È il suono onomatopeico che indica il bussare alla porta battendo le nocche delle dita piegate verso l’interno del palmo della mano. Se la “bussata” viene fatta familiarmente su una persona per richiamarne l’attenzione, si uniscono le cinque dita della mano contrapposte al pollice e si batte con le punte sulla sua spalla.

“Uhé, passe e nen me salüte?” = Ehi, passi e non mi saluti?

“Uhé, statte a sendì!” = Ehi, ascolta un po’!

Varia da dialetto a dialetto. I Napoletani dicono: Tuppe-tuppe,o tuppettù i Toscani tocche-tocche, ecc.

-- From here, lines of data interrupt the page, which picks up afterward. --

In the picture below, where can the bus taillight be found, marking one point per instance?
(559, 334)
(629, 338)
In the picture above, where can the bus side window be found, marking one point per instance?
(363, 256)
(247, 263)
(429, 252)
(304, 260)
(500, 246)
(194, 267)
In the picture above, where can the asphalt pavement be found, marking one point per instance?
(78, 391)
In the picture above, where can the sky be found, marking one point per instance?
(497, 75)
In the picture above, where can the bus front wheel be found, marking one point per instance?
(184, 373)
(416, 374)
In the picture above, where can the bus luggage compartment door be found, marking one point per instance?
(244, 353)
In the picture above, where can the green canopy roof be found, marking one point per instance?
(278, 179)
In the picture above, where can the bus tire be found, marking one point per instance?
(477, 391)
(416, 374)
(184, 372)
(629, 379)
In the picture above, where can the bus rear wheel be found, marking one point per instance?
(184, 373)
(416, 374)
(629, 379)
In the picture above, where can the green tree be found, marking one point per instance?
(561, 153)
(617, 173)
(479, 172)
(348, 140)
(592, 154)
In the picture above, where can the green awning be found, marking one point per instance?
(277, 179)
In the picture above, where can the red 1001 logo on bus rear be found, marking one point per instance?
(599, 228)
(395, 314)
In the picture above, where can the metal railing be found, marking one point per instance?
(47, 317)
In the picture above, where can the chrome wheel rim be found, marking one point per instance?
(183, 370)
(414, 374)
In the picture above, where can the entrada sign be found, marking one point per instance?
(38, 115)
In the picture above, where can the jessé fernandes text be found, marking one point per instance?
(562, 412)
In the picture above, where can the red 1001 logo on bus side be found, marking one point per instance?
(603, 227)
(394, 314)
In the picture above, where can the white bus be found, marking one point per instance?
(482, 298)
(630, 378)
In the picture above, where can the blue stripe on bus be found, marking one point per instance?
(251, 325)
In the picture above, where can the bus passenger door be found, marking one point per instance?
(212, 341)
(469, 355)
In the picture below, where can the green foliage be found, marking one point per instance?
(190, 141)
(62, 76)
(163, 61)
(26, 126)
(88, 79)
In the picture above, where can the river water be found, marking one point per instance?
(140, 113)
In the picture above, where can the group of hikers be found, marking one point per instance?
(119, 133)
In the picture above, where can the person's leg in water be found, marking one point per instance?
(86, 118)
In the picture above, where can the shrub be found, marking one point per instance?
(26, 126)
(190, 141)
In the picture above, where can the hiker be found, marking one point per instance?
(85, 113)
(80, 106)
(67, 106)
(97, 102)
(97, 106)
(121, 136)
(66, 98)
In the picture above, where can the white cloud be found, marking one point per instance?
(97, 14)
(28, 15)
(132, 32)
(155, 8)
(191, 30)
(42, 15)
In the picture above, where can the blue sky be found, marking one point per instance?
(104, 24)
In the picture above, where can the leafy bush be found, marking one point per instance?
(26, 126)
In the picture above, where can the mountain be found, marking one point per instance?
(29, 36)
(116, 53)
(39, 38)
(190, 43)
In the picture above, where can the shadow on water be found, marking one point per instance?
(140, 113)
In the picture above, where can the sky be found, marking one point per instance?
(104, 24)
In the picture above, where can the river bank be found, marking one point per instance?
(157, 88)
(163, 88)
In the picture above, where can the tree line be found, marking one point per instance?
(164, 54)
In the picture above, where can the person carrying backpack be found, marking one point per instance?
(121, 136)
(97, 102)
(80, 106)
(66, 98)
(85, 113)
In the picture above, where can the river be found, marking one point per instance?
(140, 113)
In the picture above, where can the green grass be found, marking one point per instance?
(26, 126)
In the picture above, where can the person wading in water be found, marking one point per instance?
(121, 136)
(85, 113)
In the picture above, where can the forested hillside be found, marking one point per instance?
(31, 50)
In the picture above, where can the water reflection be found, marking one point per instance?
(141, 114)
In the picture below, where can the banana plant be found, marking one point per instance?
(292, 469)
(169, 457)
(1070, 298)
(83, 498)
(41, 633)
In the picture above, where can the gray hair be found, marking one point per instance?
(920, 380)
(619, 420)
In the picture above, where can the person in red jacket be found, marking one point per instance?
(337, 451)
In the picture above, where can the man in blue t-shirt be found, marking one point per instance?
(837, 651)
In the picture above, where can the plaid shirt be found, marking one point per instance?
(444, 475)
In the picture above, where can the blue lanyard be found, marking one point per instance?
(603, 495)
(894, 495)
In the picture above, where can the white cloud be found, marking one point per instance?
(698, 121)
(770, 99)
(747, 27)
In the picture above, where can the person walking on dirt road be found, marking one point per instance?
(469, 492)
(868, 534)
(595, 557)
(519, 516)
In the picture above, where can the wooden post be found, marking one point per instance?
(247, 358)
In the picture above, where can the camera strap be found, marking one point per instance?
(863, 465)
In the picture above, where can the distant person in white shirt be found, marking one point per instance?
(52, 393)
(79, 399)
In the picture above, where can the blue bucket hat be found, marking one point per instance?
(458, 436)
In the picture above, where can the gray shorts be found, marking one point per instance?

Mi viene a mente una canzoncina, un un po’ stupidotta, che imparai all’asilo; era ovviamente tutta in dialetto:

Tóppe-tóppe, chi jì alla porte?
Mariette o Giuliètte?
Stéche aspettanne da mèzz’orètte
in cammüse e in camicètte.

Sott’a l’arve d’i purtjalle
stöve ‘nu chéne ca faciöve: Bù bù!
Stöve ‘na jàtte ca faciöve: Gnà, gnà!
Mò ce l’è a düce a mamme e papà!

Può essere che i versi non siano proprio questi, o che quell’albero sia di castagne e non di arance… Ma, che volete, il ricordo è un po’ sbiadito e remoto, perché io, nonostante curi tuttora dentro di me il “fanciullino” pascoliano, ho lasciato l’asilo da molti decenni!